Assessing the evidence for response time mixture distributions

Abstract

I describe a technique for comparing two simple accounts of a distribution of response times: A mixture model and a generalized-shift model. In the mixture model, a target distribution is assumed to be a mixture of response times from two other (reference) distributions. In the generalized-shift model, the target distribution is assumed to be a quantile average of the reference distributions. In order to distinguish these two possibilities, quantiles for the target distribution are estimated from the quantiles of the reference distributions assuming either a shift or a mixture, and the predicted quantiles are used to calculate the multinomial likelihood of the obtained data.
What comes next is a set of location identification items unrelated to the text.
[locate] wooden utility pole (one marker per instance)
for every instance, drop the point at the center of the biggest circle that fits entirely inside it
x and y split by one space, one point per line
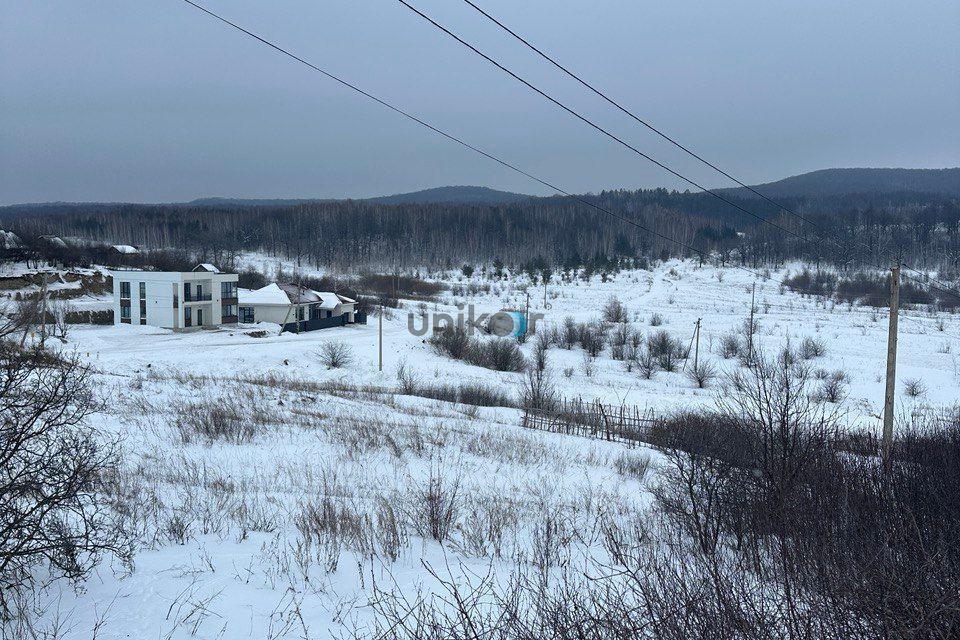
753 305
696 351
891 364
526 315
43 311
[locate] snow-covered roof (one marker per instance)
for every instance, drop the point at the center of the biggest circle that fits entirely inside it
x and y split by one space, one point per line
289 293
270 294
54 240
9 240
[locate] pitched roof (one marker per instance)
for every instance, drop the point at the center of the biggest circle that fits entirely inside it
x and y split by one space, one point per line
289 293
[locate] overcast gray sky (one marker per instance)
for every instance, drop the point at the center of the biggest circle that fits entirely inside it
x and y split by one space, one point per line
153 101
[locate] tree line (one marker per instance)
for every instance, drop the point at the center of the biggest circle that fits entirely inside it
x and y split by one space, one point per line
871 230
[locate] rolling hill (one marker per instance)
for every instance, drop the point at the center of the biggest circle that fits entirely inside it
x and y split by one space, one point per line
839 182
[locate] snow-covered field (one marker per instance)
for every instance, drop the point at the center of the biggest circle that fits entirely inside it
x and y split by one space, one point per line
290 527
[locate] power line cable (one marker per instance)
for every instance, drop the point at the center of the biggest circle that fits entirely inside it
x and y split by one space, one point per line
459 141
643 122
490 156
593 124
Monte Carlo simulations reported here demonstrate that the index is relatively unbiased, is effective with moderate sample sizes and modest spreads between the reference distributions, is relatively unaffected by changes in the number of bins or by data trimming, can be used with data aggregated across subjects, and is relatively insensitive to a range of subject variations in distribution shape and in mixture or shift proportion. As an illustration, the index is applied to the interpretation of three effects from distinct paradigms: residual switch costs in the task-switching paradigm, the psychological refractory period effect, and sequential effects in the Simon task. I conclude that the multinomial likelihood index provides a useful and easily applied tool for the interpretation of effects on response time distributions.